Bristol Myers Squibb’s Opdivo became the first anti-PD-(L)1 drug to have an indication pulled from the US market when the company withdrew its use in small-cell lung cancer. A third-line SCLC label got accelerated US approval in 2018, but then two potentially confirmatory trials, Checkmate-331 and 451, failed. Bristol had little to gain from Opdivo’s continued use in SCLC given that Merck & Co’s Keytruda and Roche’s Tecentriq respectively carry third and first-line SCLC labels. 

Anti-PD-(L)1 drugs with accelerated US approvals and failed confirmatory trials 
Drug (company)  Indication  Failed potentially confirmatory trial(s)  Regulatory outcome 
Keytruda (Merck & Co)  Urothelial bladder cancer (2L/1L)  Keynote-361 (1L)  US label narrowed 
Liver cancer (2L)  Keynote-240 (2L)  None 
Gastric/GEJ adenocarcinoma (3L)  Keynote-061 (2L) & 062 (1L, inconclusive)  None 
SCLC (3L)  Keynote-604 (1L)  None 
Tecentriq (Roche)  Urothelial bladder cancer (1L)  Imvigor-211 (2L)  US label narrowed 
TNBC (1L)  Impassion-131 (1L)  None 
Opdivo (BMS)  Liver cancer (2L)  Checkmate-459 (1L)  None 
SCLC (3L)  Checkmate-331 (2L) & 451 (1L)  Voluntarily withdrawn 
Imfinzi (Astrazeneca)  Urothelial bladder cancer (2L)  Danube (1L, tremelimumab combo)  None 
Source: company information. 

Celltrion applied to have its anti-Covid-19 MAb CT-P59 approved for conditional marketing in South Korea. Data from a 327-subject phase II trial of the project should come shortly, and a global phase III programme is planned. 

28 December: 

Y-mabs got $105m from United Therapeutics for a priority review voucher it had received on US approval of Danyelza, an anti-GD2 MAb, in second-line neuroblastoma. United, which also has a marketed anti-GD2 MAb, Unituxin, says it will redeem the voucher with Tyvaso DPI, which it wants to file by mid-2021. $42m of Y-mabs’ windfall is due to Memorial Sloan Kettering, Danyelza’s academic originator. 
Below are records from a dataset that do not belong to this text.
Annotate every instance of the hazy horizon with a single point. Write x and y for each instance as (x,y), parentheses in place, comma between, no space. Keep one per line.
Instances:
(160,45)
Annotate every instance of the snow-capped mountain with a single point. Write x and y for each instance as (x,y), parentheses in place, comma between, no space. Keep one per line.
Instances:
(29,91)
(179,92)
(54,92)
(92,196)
A week after closing a $131m series C round the private US biotech Cullinan Oncology licensed China rights to its lead project, CLN-081, to Zai Lab for $20m up front. CLN-081 is an EGFR inhibitor targeting NSCLC driven by exon 20 insertions, a highly intractable setting. Competitors include Spectrum’s poziotinib, which recently failed first line, and Takeda’s TAK-788. 

However, the front-runner in exon 20 mutated NSCLC is Johnson & Johnson’s amivantamab, an EGFR/cMet-targeted bispecific that on the same day was filed in the EU, four weeks after J&J sought a US green light. Amivantamab yielded impressive data at Esmo, and its filings are based on the phase I Chrysalis trial.